Il Codice Appalti considera quale ipotesi ordinaria e regolare la suddivisione in lotti funzionali o prestazionali di un appalto e condiziona la deroga all’ordinaria suddivisione in lotti alla formulazione di una specifica motivazione.  

Il Codice Appalti considera, dunque, quale ipotesi ordinaria e regolare la suddivisione in lotti funzionali o prestazionali di un appalto e condiziona la deroga all’ordinaria suddivisione in lotti alla formulazione di una specifica motivazione.

Il Codice degli appalti, dunque, se da un lato sostanzialmente obbliga a suddividere in lotti, dall’altro pone un onere motivazionale rafforzato in capo alle stazioni appaltanti, le quali sono chiamate a motivare la scelta di non aver proceduto a frazionare l’appalto per favorire la partecipazione delle piccole e medie imprese. Per tale ragione, la motivazione non deve essere intesa come un mero adempimento formale, a cui far fronte mediante formule generiche o di rito, ma deve chiaramente dar conto delle ragioni che impongono di non frazionare l’appalto. L’onere motivazionale in questione non può infatti essere soddisfatto in maniera solo apparente o generica, dovendo invece, la Stazione Appaltante, indicare specificatamente le ragioni tecniche ed economiche che giustificano l’affidamento in unitario del servizio.

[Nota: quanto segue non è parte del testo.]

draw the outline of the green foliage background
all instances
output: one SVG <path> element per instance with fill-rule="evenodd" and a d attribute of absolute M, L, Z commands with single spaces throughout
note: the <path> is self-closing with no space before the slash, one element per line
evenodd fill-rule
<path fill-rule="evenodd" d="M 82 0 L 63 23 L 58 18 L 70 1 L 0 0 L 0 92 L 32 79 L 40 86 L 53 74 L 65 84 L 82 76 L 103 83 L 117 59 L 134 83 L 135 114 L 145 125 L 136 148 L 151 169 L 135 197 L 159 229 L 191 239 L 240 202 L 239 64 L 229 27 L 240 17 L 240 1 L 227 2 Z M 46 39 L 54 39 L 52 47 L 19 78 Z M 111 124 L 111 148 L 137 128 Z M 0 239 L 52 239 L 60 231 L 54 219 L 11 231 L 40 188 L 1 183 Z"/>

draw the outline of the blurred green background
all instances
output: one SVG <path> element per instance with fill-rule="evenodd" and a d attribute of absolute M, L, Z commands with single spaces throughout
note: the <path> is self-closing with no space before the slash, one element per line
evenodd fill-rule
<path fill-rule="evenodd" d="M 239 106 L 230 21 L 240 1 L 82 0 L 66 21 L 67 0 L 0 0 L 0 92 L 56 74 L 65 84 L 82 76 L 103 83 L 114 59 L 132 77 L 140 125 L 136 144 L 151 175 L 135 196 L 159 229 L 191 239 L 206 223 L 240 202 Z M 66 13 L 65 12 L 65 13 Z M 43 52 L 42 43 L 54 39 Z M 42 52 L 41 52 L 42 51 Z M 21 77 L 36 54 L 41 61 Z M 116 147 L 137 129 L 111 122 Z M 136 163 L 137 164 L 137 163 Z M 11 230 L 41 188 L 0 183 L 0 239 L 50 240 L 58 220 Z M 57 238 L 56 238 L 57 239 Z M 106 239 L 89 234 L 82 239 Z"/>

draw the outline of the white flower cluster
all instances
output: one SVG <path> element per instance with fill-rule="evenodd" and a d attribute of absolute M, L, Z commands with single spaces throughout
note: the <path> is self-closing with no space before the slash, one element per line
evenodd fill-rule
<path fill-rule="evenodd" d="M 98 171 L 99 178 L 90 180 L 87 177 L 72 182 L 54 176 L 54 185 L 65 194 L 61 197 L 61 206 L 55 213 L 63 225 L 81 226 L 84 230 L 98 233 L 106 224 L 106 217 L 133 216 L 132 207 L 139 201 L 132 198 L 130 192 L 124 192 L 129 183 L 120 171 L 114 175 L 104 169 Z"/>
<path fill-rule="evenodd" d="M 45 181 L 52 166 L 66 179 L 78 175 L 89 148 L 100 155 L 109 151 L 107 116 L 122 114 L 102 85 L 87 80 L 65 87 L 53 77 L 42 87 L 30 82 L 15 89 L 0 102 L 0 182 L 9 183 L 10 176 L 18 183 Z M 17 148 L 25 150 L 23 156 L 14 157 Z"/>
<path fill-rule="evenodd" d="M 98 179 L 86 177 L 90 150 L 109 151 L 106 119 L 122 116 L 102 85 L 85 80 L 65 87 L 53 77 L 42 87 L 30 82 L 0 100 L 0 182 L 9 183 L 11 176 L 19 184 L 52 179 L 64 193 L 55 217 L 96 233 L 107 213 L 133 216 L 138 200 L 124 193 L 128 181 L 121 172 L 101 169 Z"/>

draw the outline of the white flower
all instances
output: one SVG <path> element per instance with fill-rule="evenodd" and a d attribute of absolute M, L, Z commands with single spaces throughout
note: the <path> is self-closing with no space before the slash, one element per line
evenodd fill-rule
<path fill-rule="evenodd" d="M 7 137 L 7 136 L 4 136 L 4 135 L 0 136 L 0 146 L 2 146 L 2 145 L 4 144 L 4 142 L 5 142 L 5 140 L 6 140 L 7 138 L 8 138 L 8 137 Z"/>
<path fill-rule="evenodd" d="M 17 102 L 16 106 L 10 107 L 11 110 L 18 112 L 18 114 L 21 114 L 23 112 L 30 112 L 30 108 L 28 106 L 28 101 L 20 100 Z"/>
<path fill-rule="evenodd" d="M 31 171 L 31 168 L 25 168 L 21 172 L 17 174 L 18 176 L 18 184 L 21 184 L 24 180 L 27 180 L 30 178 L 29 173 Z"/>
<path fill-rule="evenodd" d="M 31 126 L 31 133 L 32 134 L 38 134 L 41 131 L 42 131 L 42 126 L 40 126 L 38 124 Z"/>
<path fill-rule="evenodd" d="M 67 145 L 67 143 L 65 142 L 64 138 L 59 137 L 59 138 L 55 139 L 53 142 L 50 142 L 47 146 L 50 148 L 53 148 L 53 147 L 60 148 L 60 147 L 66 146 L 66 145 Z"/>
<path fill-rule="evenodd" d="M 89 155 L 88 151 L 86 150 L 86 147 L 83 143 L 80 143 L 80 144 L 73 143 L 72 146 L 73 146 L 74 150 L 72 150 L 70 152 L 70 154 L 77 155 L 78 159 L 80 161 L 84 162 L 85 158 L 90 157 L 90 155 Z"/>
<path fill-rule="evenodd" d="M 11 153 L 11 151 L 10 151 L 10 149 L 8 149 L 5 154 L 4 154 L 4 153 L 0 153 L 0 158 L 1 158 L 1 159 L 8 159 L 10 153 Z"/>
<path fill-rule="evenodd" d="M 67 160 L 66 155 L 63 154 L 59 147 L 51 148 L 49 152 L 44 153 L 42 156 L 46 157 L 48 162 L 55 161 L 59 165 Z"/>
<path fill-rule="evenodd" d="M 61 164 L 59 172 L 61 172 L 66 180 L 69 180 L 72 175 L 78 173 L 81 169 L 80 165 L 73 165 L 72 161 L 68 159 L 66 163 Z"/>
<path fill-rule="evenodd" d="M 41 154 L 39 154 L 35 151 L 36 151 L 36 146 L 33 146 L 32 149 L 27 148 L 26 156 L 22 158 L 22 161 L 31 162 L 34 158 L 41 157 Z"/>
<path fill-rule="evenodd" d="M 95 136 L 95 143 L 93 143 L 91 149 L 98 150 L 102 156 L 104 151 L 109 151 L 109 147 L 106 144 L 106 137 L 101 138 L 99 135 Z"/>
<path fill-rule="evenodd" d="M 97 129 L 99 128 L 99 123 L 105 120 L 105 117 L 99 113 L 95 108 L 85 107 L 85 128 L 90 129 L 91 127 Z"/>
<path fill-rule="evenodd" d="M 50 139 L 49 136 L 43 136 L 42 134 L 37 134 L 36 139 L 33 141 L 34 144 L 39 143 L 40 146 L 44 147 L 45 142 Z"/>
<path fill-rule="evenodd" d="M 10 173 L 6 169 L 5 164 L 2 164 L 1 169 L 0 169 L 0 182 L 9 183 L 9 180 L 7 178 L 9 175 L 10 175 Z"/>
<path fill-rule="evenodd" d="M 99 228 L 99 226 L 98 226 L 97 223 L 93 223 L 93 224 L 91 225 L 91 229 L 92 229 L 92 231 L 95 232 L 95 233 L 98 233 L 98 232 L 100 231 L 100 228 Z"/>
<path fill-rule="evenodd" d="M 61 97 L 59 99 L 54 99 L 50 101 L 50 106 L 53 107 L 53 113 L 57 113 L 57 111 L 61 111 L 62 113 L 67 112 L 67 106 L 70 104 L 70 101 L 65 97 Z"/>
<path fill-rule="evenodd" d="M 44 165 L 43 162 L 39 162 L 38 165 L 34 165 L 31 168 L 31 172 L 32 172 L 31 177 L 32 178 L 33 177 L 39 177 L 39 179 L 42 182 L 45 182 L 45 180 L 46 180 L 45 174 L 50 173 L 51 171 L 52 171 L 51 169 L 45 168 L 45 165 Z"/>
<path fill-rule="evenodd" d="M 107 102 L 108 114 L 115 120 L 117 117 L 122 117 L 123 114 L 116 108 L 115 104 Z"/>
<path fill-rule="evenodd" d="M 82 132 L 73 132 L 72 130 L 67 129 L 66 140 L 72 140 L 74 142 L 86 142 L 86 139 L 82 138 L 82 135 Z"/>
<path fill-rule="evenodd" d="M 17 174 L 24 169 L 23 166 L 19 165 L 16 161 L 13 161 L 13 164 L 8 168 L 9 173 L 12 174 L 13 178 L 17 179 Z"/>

In merito alla sindacabilità della scelta di non suddividere l’appalto, la giurisprudenza ha affermato che «la suddivisione in lotti di un contratto pubblico si presta ad essere sindacata in sede giurisdizionale amministrativa: e ciò ancorché l’incontestabile ampiezza del margine di valutazione attribuito all’amministrazione in questo ambito conduca per converso a confinare questo sindacato nei noti limiti rappresentati dai canoni generali dell’agire amministrativo, ovvero della ragionevolezza e della proporzionalità, oltre che dell’adeguatezza dell’istruttoria» (Consiglio di Stato, sez. V, 6 marzo 2017, n. 1038).

Inoltre, è stato osservato che «la scelta della stazione appaltante circa la suddivisione in lotti di un appalto pubblico, deve dunque costituire una decisione che deve essere funzionalmente coerente con il complesso degli interessi pubblici e privati coinvolti dal procedimento di appalto, da valutarsi nel quadro complessivo dei principi di proporzionalità e di ragionevolezza» (Consiglio di Stato, sez. III, 4 marzo 2019, n. 1491).

Lo stesso Consiglio di Stato, sull’obbligo di frazionamento dell’appalto, ha altresì precisato che «In tanto può configurarsi l’obbligo in questione in quanto non vi si oppongano obiettive esigenze di connessione funzionale che rendano opportuno affidare congiuntamente prestazioni di servizi e lavori e che all’opposto sconsiglino di separare le stesse […] (sulla preferenza solo tendenziale espressa dalla disposizione in esame per la suddivisione degli appalti pubblici in lotti, Cons. Stato, V, 3 aprile 2018, n. 2044, cui aderisce Cons. Stato, III, 21 marzo 2019, n. 1857 e 22 febbraio 2019, n. 1222). Peraltro, nell’indire la gara de qua la Regione […] non ha dato conto delle caratteristiche di “stretta interconnessione” oltre che di omogeneità e complessità delle forniture e dei servizi oggetto di appalto che avrebbero reso antieconomico e non efficiente la sua suddivisione in lotti, con ciò adempiendo all’obbligo di motivazione previsto dalla disposizione del codice dei contratti da ultimo citata per derogare alla regola della suddivisione in lotti. Deve ancora aggiungersi che il dichiarato obiettivo di favorire la partecipazione di imprese di minori dimensioni, cui la regola della suddivisione in lotti è preordinata, non sarebbe stato ragionevolmente raggiunto con la separazione dei lavori dalla preponderante componente di servizi oggetto dell’appalto (…)» (Consiglio di Stato, sez. V, 15 gennaio 2020, n. 378).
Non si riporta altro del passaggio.